Vapor sources identified by back trajectories are sensitive to the choice of arrival heights, and so are the conclusions (e.g., meteorological conditions at the source) drawn from the analysis. By incorporating meteorological and precipitation record information, it is possible to retain the simplicity and efficiency of using a small number of back trajectories yet have the representation of whole air column tracking. Compared with a comprehensive air column tracking method, the new method minimizes the computation time required to run back trajectories and the post-processing time to extract the subset of trajectories relevant to an event, with no loss in useful information.  Comparison of the initial heights used in the new method with those derived from the ARM cloud radar measurements identifies cloud and precipitation conditions under which the new method is most applicable.


Lagrangian air parcel tracking is a powerful tool for estimating vapor source locations, particularly for isotope hydrology applications.

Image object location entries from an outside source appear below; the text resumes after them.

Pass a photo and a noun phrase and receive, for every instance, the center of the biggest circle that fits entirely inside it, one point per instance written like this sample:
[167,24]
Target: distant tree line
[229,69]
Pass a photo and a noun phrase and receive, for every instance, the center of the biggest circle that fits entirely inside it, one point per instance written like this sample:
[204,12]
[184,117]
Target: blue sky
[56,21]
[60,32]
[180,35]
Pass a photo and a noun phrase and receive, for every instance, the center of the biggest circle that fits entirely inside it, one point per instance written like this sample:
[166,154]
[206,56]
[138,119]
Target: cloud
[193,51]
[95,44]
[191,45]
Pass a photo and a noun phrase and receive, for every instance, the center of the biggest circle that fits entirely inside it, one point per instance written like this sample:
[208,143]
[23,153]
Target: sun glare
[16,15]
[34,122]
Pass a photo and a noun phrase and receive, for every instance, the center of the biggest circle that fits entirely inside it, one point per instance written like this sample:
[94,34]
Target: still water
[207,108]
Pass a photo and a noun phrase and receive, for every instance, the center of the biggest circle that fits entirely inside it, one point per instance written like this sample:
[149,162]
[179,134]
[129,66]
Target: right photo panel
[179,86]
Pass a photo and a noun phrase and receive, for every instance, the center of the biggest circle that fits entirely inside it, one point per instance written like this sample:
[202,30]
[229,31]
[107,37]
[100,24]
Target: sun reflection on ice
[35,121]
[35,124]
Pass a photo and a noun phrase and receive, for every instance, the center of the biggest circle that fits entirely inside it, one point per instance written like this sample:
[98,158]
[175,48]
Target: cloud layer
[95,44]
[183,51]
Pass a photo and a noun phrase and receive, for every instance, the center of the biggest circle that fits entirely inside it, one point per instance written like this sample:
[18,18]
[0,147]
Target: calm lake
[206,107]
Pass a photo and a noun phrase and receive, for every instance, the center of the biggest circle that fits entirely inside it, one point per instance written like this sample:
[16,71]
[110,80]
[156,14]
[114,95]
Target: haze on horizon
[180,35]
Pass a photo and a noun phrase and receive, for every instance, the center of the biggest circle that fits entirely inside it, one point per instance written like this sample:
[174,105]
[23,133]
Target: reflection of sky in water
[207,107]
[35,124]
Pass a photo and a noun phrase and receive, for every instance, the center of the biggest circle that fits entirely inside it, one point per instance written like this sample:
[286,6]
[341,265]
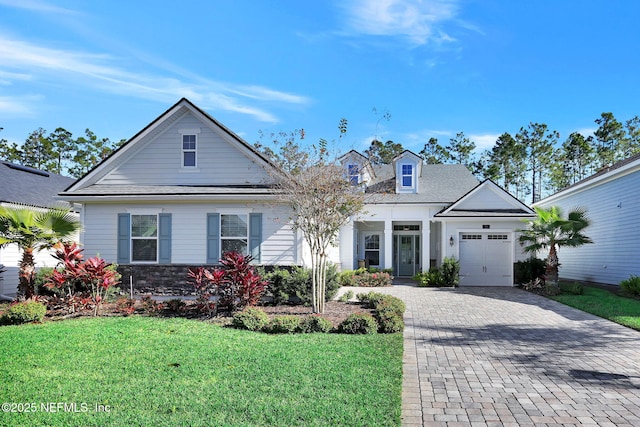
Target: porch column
[388,244]
[347,246]
[426,246]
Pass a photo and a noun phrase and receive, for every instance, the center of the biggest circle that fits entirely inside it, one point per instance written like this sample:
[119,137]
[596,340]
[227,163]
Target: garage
[486,259]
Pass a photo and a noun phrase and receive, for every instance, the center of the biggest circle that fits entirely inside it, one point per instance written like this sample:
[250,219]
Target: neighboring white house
[612,202]
[22,186]
[186,189]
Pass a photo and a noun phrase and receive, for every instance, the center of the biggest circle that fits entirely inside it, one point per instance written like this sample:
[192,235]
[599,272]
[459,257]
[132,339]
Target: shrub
[151,306]
[295,285]
[631,285]
[126,305]
[451,271]
[431,278]
[175,306]
[24,312]
[365,277]
[346,296]
[236,283]
[284,324]
[529,270]
[251,318]
[359,323]
[315,323]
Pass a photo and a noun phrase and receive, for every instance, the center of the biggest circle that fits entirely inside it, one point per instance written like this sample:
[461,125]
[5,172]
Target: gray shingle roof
[30,186]
[438,184]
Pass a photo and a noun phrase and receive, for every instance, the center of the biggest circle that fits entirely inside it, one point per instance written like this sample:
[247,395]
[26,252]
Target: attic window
[189,151]
[407,175]
[354,174]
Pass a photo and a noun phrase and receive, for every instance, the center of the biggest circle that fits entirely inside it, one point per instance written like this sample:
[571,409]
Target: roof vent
[26,169]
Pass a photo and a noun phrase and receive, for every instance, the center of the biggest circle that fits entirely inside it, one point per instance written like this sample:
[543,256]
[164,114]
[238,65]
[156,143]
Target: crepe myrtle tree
[550,231]
[322,199]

Identified vapor source regions may be sensitive to the distribution of altitudes at which back trajectories are initiated. Ideally, those initial altitudes should reflect the altitudes where precipitation forms. This paper introduces a novel method for estimating these heights from reanalysis data and an air parcel lofting routine, which is referred to as the “Reanalysis” method. Using Barrow, Alaska (now known as Utqiagvik), as a test site, the study compares the distribution of air parcel initiation heights and vapor source conditions from back trajectories initiated at 1) heights determined by the Reanalysis method and 2) heights acquired from the ARM 35-GHz vertically resolved cloud radar data, termed the “Cloud Radar” method. Only 2 of the 70 events failed to produce condensation at any elevation. The distribution of air parcels generated by each method was compared based on the median height and the median-adjusted overlap. The excellent and good category events produced similar estimates of vapor source conditions, indicating that the median height of the back-trajectory initialization was a more important predictor of the vapor source location than the shape of the condensation profile. Poorly matched events tended to result from rain events where the Reanalysis method yielded much higher median heights than the Cloud Radar method. Many of these events were characterized by liquid precipitation from thin low-elevation clouds. The large positive bias of the Reanalysis method may be due to attenuation of the radar, precipitation localized to Barrow, or lower-resolution reanalysis data not representing thin cloud layers.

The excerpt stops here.